Not necessarily. There are many common misconceptions to what we believe an entrepreneur’s life is like, how they come to be, or even where the United States stands in the world of entrepreneurship.
In his book, The Illusions of Entrepreneurship, economist Scott A. Shane addresses these misconceptions and identifies the realities of starting one’s own business.
Here are some of his main points:
The United States is Not # 1 in Self-Employment Rates
Contrary to popular belief, the United States has fewer self-employed workers than many other countries. In 2008, we placed 35th out of 36 countries ranked by self-employment rates as a percentage of total employment in the Organization for Economics Cooperation and Development’s (OECD) 2010 Factbook. Turkey, Greece and Mexico had the highest self-employment rates as a percentage of total employment.

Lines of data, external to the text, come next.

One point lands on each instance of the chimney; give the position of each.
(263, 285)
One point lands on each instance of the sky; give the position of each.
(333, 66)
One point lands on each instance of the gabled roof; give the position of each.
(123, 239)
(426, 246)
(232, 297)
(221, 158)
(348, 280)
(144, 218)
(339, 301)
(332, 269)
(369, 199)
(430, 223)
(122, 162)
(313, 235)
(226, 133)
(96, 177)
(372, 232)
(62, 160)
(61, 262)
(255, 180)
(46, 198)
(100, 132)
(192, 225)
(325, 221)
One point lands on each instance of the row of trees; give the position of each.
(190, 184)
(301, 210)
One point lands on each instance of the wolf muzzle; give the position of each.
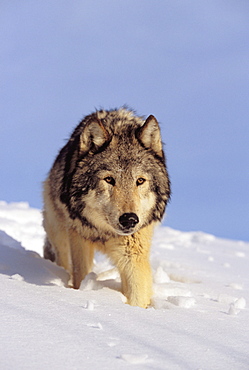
(128, 220)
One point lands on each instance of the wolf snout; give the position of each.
(128, 220)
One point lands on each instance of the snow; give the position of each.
(198, 319)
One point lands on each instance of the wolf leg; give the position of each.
(136, 280)
(131, 256)
(82, 253)
(56, 247)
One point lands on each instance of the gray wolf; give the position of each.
(106, 190)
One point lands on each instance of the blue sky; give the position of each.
(186, 62)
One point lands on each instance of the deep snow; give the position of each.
(199, 318)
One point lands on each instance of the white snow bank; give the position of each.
(198, 319)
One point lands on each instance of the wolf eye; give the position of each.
(140, 181)
(110, 180)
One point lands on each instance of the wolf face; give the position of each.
(119, 182)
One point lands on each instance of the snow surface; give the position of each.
(198, 320)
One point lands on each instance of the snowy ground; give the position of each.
(199, 318)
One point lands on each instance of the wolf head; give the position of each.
(115, 178)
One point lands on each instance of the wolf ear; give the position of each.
(94, 136)
(149, 135)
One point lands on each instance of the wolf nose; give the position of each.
(128, 220)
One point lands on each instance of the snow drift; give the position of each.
(198, 319)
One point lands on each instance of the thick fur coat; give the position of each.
(107, 189)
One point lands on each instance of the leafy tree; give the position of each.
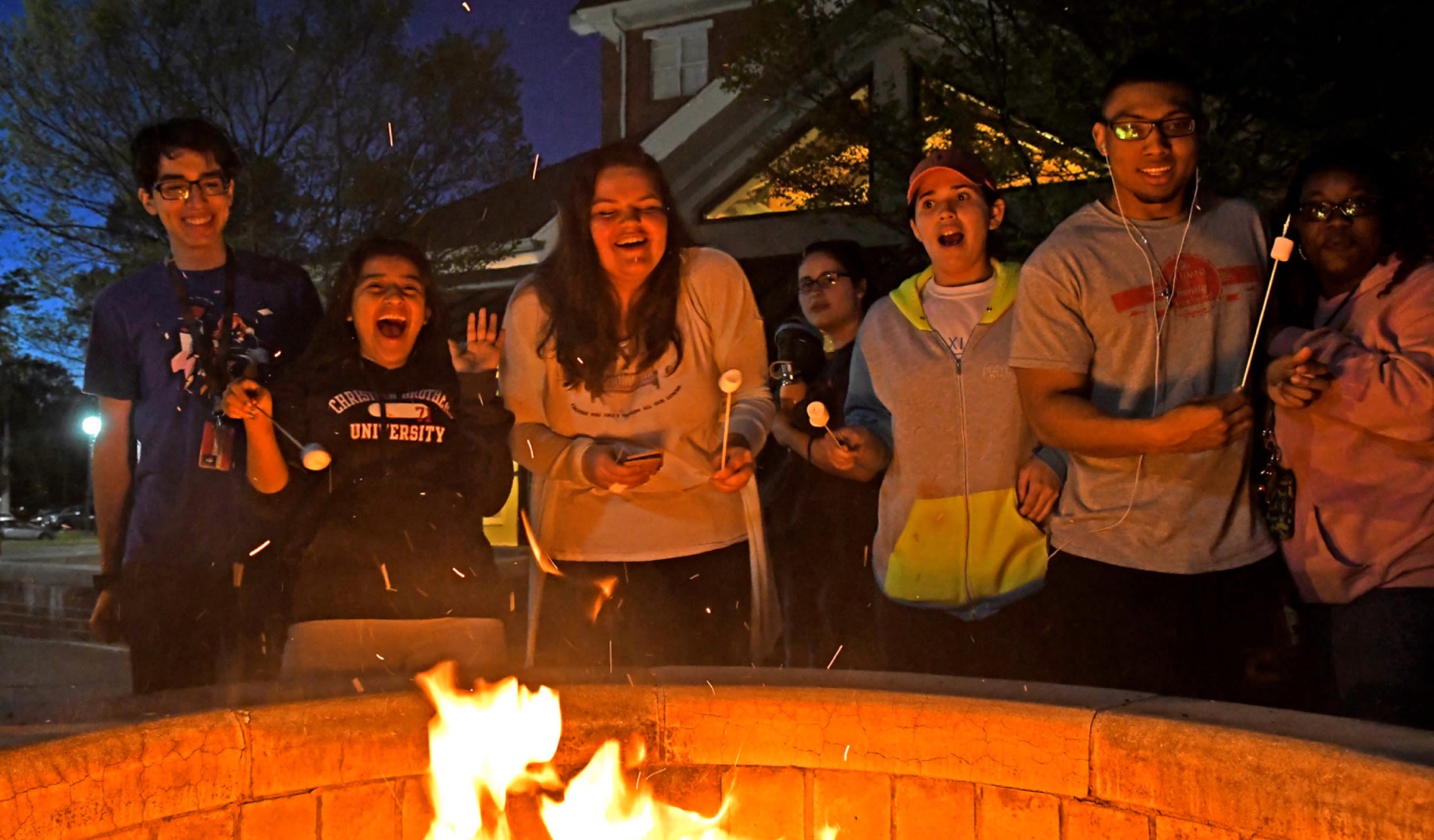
(310, 91)
(1010, 77)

In a survey on entrepreneurship activity in 54 countries published in its GEM 2009 Global Report, the Global Entrepreneurship Monitor, a nonprofit academic research group, found that the new business ownership rate is much lower in the United States than that in countries like Guatemala, Greece and Argentina. The established business ownership rate is also lower in the United States than that in the Republic of Korea, Finland and Colombia.
The survey also found that each country has different economic and social conditions affecting the rate of entrepreneurial activity. In Saudi Arabia for example, few Saudis engage in starting their own business because of the country’s high reliance on income from oil extraction. On the other hand, countries in Latin America have a higher rate of business ownership because they have to be more self sufficient in order to make money.
Why are there such variations in self-employment rates? “It really depends on the opportunity cost,” says Shane. Consider this example: let’s say the medium annual income in the U.S. is $30,000 and your business idea will bring in $2,000 per year, at least in the beginning. Unless you have a comfortable nest egg to dip in while your business is in start-up mode, you will probably choose to work for someone else for $30,000 rathan than starve with $2,000, right? “However, if you are in a country like Peru where the per-capita income is probably a couple of thousand dollars and the idea you have will bring in a couple of thousand, then that idea will be easier to generate,” Shane says.
Another factor is choice. In many of the countries with high entrepreneurship rates, there are typically not enough jobs or anyone hiring. Unemployed people there typically have no choice but to start their own business.
More Hours, More Stress
We tend to believe that working for ourselves will make us happy — and that is generally the main reason why entrepreneurs opt to work for themselves, writes Shane.
The typical entrepreneur, however, works more hours than a person who works for someone else. And contrary to popular belief, he or she isn’t happy about it. According to Shane, entrepreneurs often work more hours because they have to, not necessarily because they want to or because it makes them happier.
According to a 2009 Gallup survey, almost half of self-employed Americans (49%) report working more than 44 hours in a typical work week, compared to 39% of American workers overall. A typical work week for a wage employed American ranges between 35 and 44 hours.
It’s important to understand the realities and responsibilities that come with entrepreneurship. Handling them well is not impossible: just look at the long list of entrepreneurs who have made it. But it’s important to know what you are up against.
During this recession, we have witnessed a rise in entrepreneurship — but not necessarily in the numbers of successful entrepreneurs. “The number of people that are transitioning into self-employment has been higher in 2008 and 2009 than in 2007,” Shane says. “But at the same time, people who are working for themselves are finding it harder to find customers, sell products, finance their business and keep going. The number of people that have been exiting their business has gone way up.”
The U.S. Small Business Administration says that 50% of small businesses fail within five years — but look on the bright side: your business could be in the 50% that succeed.
Draw up a business plan and approach self-employment with caution and preparedness. Work hard and aim to succeed — but always have a plan B, just in case.